Examples of Freemium in Higher Education
A great example of the freemium model in higher education is Flat World Knowledge (FWK). In fact, Flat World was highlighted in Chris Anderson’s book. FWK emerged out of a recognition of the limits of the traditional textbook industry that has resulted in rapidly climbing book prices, awkward customization options, and virtually no opportunity for students to define their own needs. FWK produces high quality digital textbooks across a range of disciplines. The basics of the business model are:
- FWK content is licensed under creative commons.
- Students have full access to a free web-based version of the book.
- Instructors that adopt the titles for their courses, can modify the book as they wish; changing text, adding components, reordering the content, adding third-party content (e.g. Youtube videos).

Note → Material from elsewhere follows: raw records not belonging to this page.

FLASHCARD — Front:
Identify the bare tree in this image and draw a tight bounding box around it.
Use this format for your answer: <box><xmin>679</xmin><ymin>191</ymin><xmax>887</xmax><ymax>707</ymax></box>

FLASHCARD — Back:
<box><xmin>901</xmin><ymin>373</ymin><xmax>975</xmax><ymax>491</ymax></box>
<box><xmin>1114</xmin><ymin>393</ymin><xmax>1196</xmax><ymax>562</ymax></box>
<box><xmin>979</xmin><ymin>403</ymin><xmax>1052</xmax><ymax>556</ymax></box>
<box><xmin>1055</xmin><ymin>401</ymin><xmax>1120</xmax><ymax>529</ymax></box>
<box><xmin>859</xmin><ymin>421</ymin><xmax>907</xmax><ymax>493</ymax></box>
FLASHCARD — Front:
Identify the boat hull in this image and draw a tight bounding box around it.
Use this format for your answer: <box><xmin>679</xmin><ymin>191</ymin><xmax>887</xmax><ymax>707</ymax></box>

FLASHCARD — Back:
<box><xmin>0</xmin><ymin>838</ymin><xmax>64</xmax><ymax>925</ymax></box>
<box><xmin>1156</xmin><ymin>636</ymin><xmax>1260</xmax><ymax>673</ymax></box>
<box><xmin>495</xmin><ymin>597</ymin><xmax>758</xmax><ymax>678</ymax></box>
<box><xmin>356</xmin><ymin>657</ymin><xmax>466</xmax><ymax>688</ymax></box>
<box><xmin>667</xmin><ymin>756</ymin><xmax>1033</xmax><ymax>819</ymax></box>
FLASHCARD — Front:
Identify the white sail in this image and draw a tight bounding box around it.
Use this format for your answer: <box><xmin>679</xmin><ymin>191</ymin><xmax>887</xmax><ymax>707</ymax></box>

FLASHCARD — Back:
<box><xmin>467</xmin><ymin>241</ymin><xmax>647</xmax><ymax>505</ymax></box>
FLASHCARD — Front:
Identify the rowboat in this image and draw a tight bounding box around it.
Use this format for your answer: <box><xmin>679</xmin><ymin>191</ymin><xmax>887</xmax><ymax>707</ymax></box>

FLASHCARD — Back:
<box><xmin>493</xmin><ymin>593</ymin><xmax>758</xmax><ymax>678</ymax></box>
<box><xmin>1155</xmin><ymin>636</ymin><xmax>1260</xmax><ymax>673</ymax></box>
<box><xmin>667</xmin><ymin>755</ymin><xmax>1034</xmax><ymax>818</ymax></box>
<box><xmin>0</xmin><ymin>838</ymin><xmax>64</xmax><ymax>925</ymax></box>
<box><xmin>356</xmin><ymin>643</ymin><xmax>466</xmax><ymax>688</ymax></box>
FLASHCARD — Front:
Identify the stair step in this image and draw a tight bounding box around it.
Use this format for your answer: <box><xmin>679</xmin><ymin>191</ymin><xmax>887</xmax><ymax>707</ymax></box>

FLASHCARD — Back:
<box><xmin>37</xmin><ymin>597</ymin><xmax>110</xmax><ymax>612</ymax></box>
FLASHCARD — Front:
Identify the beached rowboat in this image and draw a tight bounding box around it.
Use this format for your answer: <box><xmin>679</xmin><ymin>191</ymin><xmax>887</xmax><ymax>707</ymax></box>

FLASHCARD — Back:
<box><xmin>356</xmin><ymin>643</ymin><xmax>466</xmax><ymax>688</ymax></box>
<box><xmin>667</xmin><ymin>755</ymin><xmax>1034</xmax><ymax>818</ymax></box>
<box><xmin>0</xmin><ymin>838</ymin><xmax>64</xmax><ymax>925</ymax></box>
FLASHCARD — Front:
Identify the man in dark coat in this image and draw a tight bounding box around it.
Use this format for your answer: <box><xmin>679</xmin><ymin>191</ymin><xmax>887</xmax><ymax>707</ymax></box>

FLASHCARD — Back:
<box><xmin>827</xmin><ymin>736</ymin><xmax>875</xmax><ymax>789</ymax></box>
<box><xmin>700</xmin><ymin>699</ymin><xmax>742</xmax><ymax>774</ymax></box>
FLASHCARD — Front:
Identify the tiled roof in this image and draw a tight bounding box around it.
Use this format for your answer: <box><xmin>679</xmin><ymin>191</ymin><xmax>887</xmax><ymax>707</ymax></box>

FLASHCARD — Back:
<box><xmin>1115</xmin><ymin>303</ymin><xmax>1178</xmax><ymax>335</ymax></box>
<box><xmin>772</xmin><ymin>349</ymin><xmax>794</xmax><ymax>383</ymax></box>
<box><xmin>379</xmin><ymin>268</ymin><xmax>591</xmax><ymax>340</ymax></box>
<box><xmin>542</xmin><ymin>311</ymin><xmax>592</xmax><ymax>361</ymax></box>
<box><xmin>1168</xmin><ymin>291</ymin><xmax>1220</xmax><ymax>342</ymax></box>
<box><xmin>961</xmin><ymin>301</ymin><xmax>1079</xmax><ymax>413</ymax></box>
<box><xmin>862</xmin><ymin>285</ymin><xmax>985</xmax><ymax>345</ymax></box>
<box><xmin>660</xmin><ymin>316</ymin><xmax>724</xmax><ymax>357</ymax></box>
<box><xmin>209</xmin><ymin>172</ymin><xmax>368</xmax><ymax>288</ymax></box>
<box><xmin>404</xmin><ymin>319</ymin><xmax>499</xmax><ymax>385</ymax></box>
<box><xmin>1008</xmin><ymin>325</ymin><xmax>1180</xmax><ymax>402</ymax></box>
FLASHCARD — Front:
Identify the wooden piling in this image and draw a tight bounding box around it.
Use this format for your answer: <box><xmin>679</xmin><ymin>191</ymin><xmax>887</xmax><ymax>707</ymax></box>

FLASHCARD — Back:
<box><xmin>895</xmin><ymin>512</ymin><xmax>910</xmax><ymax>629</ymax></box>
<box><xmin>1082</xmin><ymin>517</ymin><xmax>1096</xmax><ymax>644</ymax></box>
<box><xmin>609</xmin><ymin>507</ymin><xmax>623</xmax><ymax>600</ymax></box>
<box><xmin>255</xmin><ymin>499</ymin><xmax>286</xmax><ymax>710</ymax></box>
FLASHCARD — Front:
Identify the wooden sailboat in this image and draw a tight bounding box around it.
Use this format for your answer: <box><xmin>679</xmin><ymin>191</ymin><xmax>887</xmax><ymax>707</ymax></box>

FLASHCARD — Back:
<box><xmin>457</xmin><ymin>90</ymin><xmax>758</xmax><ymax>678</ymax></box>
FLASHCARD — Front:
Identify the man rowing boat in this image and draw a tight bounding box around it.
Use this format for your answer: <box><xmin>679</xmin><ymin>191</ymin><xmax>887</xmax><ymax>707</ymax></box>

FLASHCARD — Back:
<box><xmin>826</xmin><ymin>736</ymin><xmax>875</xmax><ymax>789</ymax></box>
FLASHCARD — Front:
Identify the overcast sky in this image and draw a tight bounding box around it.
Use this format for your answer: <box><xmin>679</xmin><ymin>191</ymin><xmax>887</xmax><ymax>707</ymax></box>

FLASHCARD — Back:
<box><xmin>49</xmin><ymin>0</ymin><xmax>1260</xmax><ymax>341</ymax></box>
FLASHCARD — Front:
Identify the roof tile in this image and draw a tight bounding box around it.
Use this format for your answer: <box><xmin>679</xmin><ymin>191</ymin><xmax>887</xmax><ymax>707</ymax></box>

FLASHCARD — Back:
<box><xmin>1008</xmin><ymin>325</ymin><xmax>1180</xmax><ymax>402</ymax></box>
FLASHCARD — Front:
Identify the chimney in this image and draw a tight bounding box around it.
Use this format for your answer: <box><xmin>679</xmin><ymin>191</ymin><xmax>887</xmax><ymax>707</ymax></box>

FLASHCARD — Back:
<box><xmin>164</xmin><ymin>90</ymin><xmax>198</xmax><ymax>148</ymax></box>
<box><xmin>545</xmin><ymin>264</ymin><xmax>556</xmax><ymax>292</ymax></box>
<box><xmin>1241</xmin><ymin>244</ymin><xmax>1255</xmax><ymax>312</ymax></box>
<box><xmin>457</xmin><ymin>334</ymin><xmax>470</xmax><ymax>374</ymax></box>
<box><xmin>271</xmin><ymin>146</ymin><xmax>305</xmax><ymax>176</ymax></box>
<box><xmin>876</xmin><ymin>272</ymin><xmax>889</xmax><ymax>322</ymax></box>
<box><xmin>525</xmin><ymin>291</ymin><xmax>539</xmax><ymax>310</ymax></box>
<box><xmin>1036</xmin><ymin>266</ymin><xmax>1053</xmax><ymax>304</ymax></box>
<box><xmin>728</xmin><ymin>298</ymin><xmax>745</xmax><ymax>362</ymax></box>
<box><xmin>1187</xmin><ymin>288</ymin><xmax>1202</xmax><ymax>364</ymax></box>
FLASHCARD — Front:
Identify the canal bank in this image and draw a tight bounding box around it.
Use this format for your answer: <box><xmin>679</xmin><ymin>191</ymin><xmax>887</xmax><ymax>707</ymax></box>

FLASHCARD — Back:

- If they choose, students can order additional versions of the textbook including black & white or colour print versions, audio versions, study aids, tablet version, and so on. All of these are sold at prices well below industry standards.
This particular use of “free” ensures that all students have access to their course textbook – which is an increasingly important issue as higher education serves an ever-broadening range of socio-economic groups. It also increases the learner’s control over how they learn, places more control in the hands of the academic running the course, and, of course, it addresses the issue of rising textbook prices.
It seems to be working. After only three years in operation, more than 300,000 students have used textbooks by Flat World Knowledge.
Another instance of the freemium model in higher education is Test Drive College. The logic behind TDC, a Education Dynamics company, is this: as the percentage of the population that wishes to attend higher education climbs, so does the number of prospective students that are unsure of their true interests, and whether they are adequately prepared for college. TDC offers students free online college courses. If successful, students can apply the credits earned through TDC to college programs that are affiliated with TDC.
In this business model, then, the colleges that form affiliations with TDC are the premium customers that generate the revenue. The benefit to the college is the stream of students that begin their college careers better prepared, having already demonstrated their capacity to learn and commitment to complete college courses. TDC is compensated by the admitting college.
We are at the very earliest stage of testing new business models in higher education. The above models – FWK and TDC – have found ways to leverage the changing economics of digital learning. It will interesting to see how other companies employ new variations of the freemium model in higher education.